Co-sponsors and exhibitors for this Event include Concerned Culpeper Citizens, Culpeper Soil and Water Conservation District, Hearthstone School, National Fish and Wildlife Foundation, Madison County Task Force for Sustainable Growth, Piedmont Environmental Council, Piedmont Research Institute, the Rappahannock County government, Rappahannock League for Environmental Protection, and Virginia Department of Conservation and Recreation.

All are welcome to participate. Participation is free, and light refreshments will be served.

About the Experts

Mike Lee has 10 years construction experience, a B.S. in Environmental Science from WVU and 10 years experience in the erosion and sediment control arena. At the Division of Soil and Water Conservation, Mike's three main duties are: periodic reviews of localities' erosion and sediment control programs, inspection of projects for compliance with the erosion and sediment laws and regulations and teaching the State environmental certification classes.

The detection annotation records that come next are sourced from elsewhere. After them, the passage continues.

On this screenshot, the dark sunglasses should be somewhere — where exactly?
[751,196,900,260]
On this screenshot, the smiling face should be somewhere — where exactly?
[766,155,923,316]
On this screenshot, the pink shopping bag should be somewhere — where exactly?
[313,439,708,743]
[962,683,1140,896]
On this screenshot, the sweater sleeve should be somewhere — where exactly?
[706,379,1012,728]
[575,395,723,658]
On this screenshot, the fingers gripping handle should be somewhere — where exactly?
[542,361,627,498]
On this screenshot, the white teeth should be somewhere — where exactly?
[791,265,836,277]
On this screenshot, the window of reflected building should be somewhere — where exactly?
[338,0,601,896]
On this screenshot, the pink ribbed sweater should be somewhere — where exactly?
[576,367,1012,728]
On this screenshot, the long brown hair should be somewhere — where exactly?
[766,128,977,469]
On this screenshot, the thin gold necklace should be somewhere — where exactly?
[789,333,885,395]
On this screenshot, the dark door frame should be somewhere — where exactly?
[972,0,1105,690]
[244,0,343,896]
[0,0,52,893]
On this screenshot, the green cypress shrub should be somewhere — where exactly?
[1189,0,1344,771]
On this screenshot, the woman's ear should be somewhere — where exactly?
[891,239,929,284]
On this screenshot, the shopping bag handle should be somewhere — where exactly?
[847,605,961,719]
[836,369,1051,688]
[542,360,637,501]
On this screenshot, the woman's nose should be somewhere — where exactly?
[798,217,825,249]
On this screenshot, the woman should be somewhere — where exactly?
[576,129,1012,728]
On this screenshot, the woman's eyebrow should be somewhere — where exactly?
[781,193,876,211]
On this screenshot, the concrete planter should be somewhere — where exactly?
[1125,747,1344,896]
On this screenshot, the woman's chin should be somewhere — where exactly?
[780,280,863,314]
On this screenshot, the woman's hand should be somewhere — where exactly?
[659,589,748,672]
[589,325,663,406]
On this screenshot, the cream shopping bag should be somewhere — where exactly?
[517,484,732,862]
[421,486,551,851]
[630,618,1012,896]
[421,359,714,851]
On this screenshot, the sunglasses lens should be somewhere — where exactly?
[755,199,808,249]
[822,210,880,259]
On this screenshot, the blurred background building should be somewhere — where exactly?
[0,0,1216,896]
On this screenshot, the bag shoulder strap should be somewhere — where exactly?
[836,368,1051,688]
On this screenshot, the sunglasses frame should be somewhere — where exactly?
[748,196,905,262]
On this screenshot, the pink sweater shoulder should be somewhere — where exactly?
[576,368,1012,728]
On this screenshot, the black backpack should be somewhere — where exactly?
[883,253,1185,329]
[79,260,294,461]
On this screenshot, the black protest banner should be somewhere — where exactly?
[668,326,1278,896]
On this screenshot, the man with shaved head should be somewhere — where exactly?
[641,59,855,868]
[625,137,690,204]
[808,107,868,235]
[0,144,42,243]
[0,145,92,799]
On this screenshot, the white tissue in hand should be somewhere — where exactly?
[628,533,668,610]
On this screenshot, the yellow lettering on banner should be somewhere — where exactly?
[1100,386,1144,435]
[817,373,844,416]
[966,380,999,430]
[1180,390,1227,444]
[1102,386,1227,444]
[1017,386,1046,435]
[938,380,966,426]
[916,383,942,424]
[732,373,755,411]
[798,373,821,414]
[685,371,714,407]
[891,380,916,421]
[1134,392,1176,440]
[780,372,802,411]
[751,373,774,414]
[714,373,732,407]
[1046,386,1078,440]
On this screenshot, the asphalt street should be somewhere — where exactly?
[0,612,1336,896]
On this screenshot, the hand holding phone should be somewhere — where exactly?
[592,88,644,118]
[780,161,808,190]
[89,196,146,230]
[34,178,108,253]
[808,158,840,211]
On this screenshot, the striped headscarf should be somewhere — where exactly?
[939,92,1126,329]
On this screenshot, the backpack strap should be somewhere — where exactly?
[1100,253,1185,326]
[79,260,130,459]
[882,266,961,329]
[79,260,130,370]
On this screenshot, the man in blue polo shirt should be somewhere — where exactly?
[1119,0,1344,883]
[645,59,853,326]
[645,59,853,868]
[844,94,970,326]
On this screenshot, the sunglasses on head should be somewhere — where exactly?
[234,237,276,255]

Greg Wichelns is the District Manager of the Culpeper Soil and Water Conservation District (5 counties). He has a BS in Ecological Agriculture from The Evergreen State College in Olympia, Washington and an MS in Horticulture from Washington State University in Pullman, Washington. Previously, he was the Greenhouse Facilities Manager and staff horticulturist for the Institute of Biological Chemistry at Washington State University. Greg reviews erosion and sediment control site plans for member counties, provides technical sssistance to local governments, plans and assists with educational programs.